Of particular relevance was clause 38.8 of Avtar Singh, which stated that if a criminal case was pending but not known to the candidate at the time of filling the form, the matter may still have an adverse impact, but the appointing authority must take a decision after considering the seriousness of the crime — not discharge the employee mechanically.

The bench also relied on Pawan Kumar v. Union of India, reported in AIR (2022) SC 2829. In that case, the Supreme Court had set aside the discharge of a constable where the criminal case was of a trivial nature and the candidate's knowledge of it at the time of submitting the attestation form could not be established. The Supreme Court had directed reinstatement with notional benefits but without arrears of salary for the period of non-service.

Drawing on both decisions, the Division Bench held that where the respondent did not have knowledge of a pending criminal case, a negative disclosure in the Verification Roll should not by itself attract serious penal consequences such as removal or termination from service.

Why the Discharge Order Could Not Stand

All three criminal cases against Parida had concluded in her favour. One ended in acquittal before she even submitted her Verification Roll, and the other two were disposed of without any finding of guilt. The Division Bench observed that the State's submission that those cases were pending did not appear to be factually correct when examined in full.

The argument that one case was pending on the date of submission of the Verification Roll, and that she ought to have disclosed it even if she was unaware, was addressed directly. The bench held that once the fact-finding authority — the Additional DCP — had found her account of ignorance to be true, and that finding had not been challenged, the employer could not impose a penal consequence on the basis of suppression.
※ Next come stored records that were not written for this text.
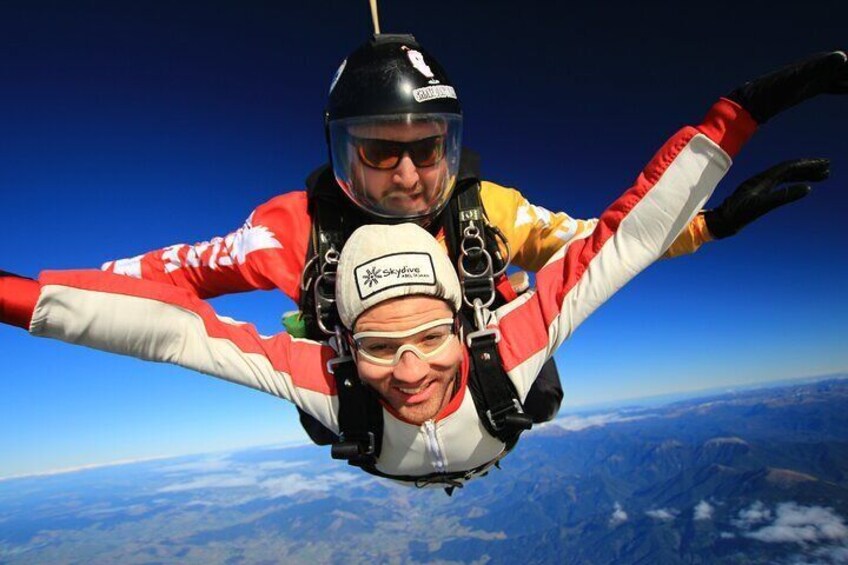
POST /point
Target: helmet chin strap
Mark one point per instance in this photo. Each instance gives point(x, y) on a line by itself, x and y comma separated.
point(375, 17)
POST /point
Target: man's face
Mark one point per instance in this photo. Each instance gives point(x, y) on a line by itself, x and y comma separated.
point(416, 389)
point(404, 188)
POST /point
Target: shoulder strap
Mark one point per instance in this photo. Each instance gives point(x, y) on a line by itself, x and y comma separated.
point(472, 245)
point(360, 415)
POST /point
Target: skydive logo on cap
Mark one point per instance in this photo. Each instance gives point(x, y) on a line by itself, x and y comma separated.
point(394, 270)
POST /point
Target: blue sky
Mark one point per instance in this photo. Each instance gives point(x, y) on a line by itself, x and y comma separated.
point(130, 126)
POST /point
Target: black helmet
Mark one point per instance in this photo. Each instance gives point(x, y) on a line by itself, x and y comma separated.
point(390, 99)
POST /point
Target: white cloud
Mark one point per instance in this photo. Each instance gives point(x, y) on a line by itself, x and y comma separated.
point(574, 423)
point(703, 511)
point(662, 513)
point(802, 524)
point(295, 483)
point(212, 481)
point(280, 465)
point(754, 514)
point(619, 516)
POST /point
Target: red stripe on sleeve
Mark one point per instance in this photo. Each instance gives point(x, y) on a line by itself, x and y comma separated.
point(304, 361)
point(729, 125)
point(18, 297)
point(525, 329)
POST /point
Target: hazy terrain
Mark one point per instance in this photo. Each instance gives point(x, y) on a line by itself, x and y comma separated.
point(751, 477)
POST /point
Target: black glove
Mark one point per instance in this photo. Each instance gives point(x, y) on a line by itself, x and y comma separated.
point(760, 194)
point(768, 95)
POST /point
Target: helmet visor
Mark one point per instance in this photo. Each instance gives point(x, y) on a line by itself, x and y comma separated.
point(397, 167)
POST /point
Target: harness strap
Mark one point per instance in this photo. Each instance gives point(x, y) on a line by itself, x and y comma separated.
point(360, 419)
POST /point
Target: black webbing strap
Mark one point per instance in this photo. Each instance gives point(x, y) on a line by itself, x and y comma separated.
point(497, 402)
point(360, 419)
point(360, 415)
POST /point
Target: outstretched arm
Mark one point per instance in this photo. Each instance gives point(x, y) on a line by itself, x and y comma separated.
point(166, 324)
point(539, 233)
point(631, 234)
point(267, 252)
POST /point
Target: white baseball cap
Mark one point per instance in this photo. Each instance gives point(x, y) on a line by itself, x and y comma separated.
point(379, 262)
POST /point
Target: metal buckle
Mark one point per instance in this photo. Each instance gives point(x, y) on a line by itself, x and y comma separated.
point(351, 446)
point(480, 323)
point(343, 354)
point(501, 413)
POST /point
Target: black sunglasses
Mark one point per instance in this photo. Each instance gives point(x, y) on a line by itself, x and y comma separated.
point(386, 154)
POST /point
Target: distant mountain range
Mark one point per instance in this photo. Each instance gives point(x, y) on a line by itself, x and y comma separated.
point(755, 476)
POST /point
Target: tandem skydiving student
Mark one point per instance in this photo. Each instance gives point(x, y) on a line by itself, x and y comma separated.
point(429, 398)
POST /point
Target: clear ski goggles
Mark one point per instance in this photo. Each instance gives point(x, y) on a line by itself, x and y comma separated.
point(426, 342)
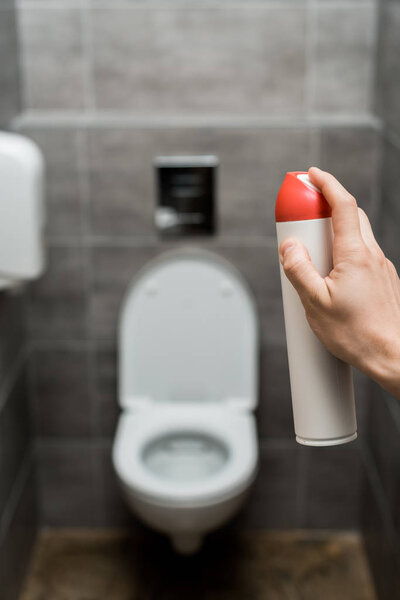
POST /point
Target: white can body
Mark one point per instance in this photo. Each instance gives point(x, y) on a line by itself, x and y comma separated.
point(321, 384)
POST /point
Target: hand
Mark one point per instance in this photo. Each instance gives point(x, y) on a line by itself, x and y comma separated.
point(355, 310)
The bench rejected the mechanical approach urged by the State. The emphasis in both Avtar Singh and Pawan Kumar is on objectivity: the employer must assess suitability on relevant factors, not simply visit discharge upon an employee whenever a discrepancy between a form and the factual record is later detected. Where knowledge cannot be attributed to the employee and the cases themselves have ended without adverse findings, discharge from a disciplined force is not a proportionate response.

Order

The Division Bench dismissed W.A. No.357 of 2026, finding no illegality or infirmity in the Single Bench's decision. It held that Parida's case fell squarely within the principles in Avtar Singh and Pawan Kumar. The reinstatement order with all consequential benefits, and the direction to treat the period of discharge as “on duty” with financial benefits to be calculated and disbursed within the stipulated time, was affirmed. All pending interlocutory applications were also disposed of.